Me reí —porque mi propia madre había hecho eso exactamente— pero Bourne, excitado, siguió con voz más dura.
—Ned, hay una nueva raza de ingleses llamados los Hijos de la Gascuña. ¿Está familiarizado con sus teorías?
—He oído hablar de ellos —admití con frialdad.
—En cierta forma, los Hijos son la síntesis de su carácter nacional; porque, al ser constantemente conscientes del pasado, viven constantemente temerosos de él, y planean constantemente vengarse. Después de la conquista normanda se construyó por Gales e Inglaterra una serie de fuertes, cada uno a unas veinte o treinta millas de distancia, con el propósito de someter a los ingleses conquistados. Esos fuertes han sido ahora absorbidos en sus grandes castillos: Windsor, la Torre de Londres. Y el norte de Inglaterra fue arrasado.
Fruncí el ceño.
—Pero eso sucedió hace ocho siglos. ¿A quién le importan esas cosas ahora?
Bourne rió.
—Para los Hijos es como si fuese ayer. Las mareas posteriores de la historia, con sus desechos de viejas victorias y derrotas, sólo acrecientan sus temores. Anidan en la Gascuña, que fue dominio inglés desde la conquista hasta el siglo XVI, cuando María Tudor perdió el fragmento final, Calais.

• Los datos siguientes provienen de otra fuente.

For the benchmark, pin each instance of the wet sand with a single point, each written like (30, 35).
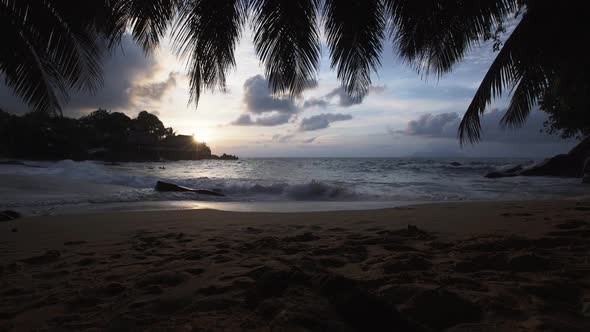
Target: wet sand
(458, 266)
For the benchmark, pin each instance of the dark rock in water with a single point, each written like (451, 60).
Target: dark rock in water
(9, 215)
(513, 171)
(440, 309)
(171, 187)
(573, 164)
(165, 186)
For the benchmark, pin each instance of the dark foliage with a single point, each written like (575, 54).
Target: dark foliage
(101, 135)
(52, 47)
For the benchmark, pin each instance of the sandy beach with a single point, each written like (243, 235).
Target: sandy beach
(513, 266)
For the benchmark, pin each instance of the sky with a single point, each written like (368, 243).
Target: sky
(404, 114)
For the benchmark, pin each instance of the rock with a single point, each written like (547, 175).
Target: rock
(573, 164)
(440, 309)
(305, 237)
(530, 263)
(171, 187)
(48, 257)
(513, 171)
(8, 215)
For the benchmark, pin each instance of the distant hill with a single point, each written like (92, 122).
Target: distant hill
(101, 135)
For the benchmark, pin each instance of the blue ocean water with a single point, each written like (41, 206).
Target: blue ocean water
(280, 180)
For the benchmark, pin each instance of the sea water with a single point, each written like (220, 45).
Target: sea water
(277, 184)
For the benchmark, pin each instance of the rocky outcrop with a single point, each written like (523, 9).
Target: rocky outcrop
(171, 187)
(573, 164)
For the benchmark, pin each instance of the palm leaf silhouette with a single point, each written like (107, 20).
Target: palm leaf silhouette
(56, 46)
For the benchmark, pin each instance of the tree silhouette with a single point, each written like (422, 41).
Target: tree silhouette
(54, 46)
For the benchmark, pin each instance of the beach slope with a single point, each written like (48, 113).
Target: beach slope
(454, 266)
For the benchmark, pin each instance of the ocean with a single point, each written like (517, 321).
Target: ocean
(277, 184)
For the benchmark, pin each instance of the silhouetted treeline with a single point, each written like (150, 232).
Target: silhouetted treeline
(101, 135)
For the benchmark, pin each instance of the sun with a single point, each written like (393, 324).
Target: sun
(202, 135)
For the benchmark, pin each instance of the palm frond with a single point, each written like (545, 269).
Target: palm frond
(207, 32)
(355, 31)
(433, 35)
(287, 42)
(50, 52)
(148, 20)
(505, 72)
(531, 86)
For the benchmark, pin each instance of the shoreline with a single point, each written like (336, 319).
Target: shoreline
(477, 266)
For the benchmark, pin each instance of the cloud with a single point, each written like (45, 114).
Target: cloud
(270, 110)
(439, 125)
(123, 69)
(283, 138)
(322, 121)
(274, 119)
(310, 140)
(315, 102)
(259, 99)
(445, 125)
(154, 91)
(343, 98)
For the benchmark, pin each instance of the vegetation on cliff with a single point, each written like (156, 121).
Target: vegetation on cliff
(100, 135)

»Vicars, los Hijos planean una solución final al viejo «problema” de los franceses. De nuevo los barcos cruzarán el Canal; de nuevo habrá una conquista… y de nuevo, cada pocas millas, se construirán fuertes terribles. Pero esta vez los cañones propulsados por antihielo se alzarán sobre sus torretas; y esta vez serán las regiones de Francia las sometidas.
—Pero eso es monstruoso —dije anonadado.
—Pregúntele a Holden —respondió Bourne—. Bien, ¿señor? ¿Niega la existencia de ese movimiento? ¿Y niega su simpatía para con sus fines?
Holden abrió la boca para contestar, pero no tuvo oportunidad. Un terrible grito vino desde la escotilla abierta sobre nuestras cabezas.
Nos miramos horrorizados; porque había sido Traveller, nuestro único piloto mientras nos dirigíamos hacia la Luna, ¡y había sonado muy alterado!
Atado indefenso al asiento, miré hacia la escotilla abierta que llevaba al Puente. Un chorro de luz lunar penetraba por ella e iluminaba el aire lleno de humo de la cabina. Me sentí extrañamente resentido por el curso de los acontecimientos;
si sólo, pensé, se me hubiese permitido quedarme sentado en aquella cómoda cabina discutiendo de política hasta que todo hubiese acabado… de una forma u otra.
Pero, me parecía, ya no podía seguir escondiéndome de lo que sucedía.
Miré a Holden.
—¿Qué crees que deberíamos hacer, George?
Holden se mordía las uñas.
—No tengo ni idea.
—Debe haber alguna dificultad allá arriba. ¿Por qué si no iba a gritar de esa forma?… pero en ese caso, ¿no pediría ayuda?
Pocket dijo:
—Eso no sería propio de sir Josiah, señor. No suele admitir sus debilidades.
Holden bufó.
—Bien, en una situación como ésta ésa es una actitud muy irresponsable.
—A menos —dije—, que no esté en condiciones de pedir ayuda. Quizás esté inconsciente… ¡o incluso muerto! En ese caso, la Faetón no tiene piloto…
Sólo Bourne, hundido en sí mismo, parecía impasible ante esa espeluznante posibilidad.
—Vamos, Ned, no debes dejarte llevar —dijo Holden con la voz llena de tensión.
—Creo que uno de nosotros debería subir allá arriba —dije.
Pocket dijo:
—No lo aconsejaría, señor. A sir Josiah no le gustaría…
—Maldita sean sus gustos y disgustos. ¡Hablo de salvar nuestras vidas!
—Ned, piénsalo —dijo Holden nervioso—. ¿Qué pasaría si Traveller activa los motores mientras estás entre cubiertas? Podrías verte arrojado contra un mamparo, quedar herido o muerto. No, creo que deberíamos sentarnos y esperar.